The pandemic lockdown has left elderly Australians at risk of even greater social isolation driven by fear of COVID-19.
MyHomeCare CEO Stuart Miller said fear of catching COVID-19 had seen the number of clients accessing home care decrease significantly.
“They are scared of being lonely and are scared of being in contact with people who are sick,” Mr Miller said.
“We are currently down about four per cent on our regular numbers as clients push back from receiving their at-home care.
“At one point in the peak of lockdown, we were 26 per cent down and that plateaued to about 11 per cent.
“At that point we really tried hard to keep in contact with people and assure them staff are really abiding to safety and hygiene measures.
“We’ve been buying tablets for longer-term clients … we set up video calls with family for them. The important stuff is not just that one hour when a home carer is there with them, it’s the times we’re not and they’re left alone at home.”
According to the Australian Institute of Health and Welfare, loneliness has globally been recognised as a serious health problem, with many studies comparing the morbidity and risk of premature death from loneliness to that of well known risk factors such as smoking and obesity.
Mr Miller said the company’s carers had reported higher than usual signs of depression from their clients.
“Over winter, we are expecting things to get worse, especially as we know the duller, colder weather impacts how people feel,” he said.
“There are indicators to watch for depression and our carers are seeing an increase in these indicators. Word count is a big indicator, usually most people get out 150 words in the first minute of seeing you, with depression this word count is noticeable lower, around 50.
“Another indicator is a lack of commitment to future events, saying things like: ‘I don’t know if I can make it’ or: ‘I don’t care’. Also things like shopping, if they’re only purchasing small amounts of shopping without foresight for the future.”
Helen Habib’s 85-year-old mother Kathy Mikhail from Marsfield credits one woman for helping her cope through these unprecedented times — her Enrich Living Services care manager, Megan Mainwaring.
“Mum’s had home care for close to 20 years now because 25 years ago she was hit by a car and lost her leg,” Ms Habib said.
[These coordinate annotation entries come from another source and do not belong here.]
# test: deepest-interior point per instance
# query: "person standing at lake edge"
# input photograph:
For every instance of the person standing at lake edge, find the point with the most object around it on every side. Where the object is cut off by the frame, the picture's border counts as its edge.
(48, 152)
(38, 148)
“She was originally getting home care once or twice a week but for the past three to four years she’s been having home care three times per day, seven days per week.
“Before COVID, Mum would have Tuesday where she would go to church, Saturday she would see family and Sunday she would go to church again. When COVID started … from February until only two weeks ago, Mum was at home with just carers.
“My sister and my brother and I all live some distance from Mum so we would take turns to go see her for a few minutes in the afternoon. Megan is Mum’s case worker and, without her, I honestly don’t know where we’d be.”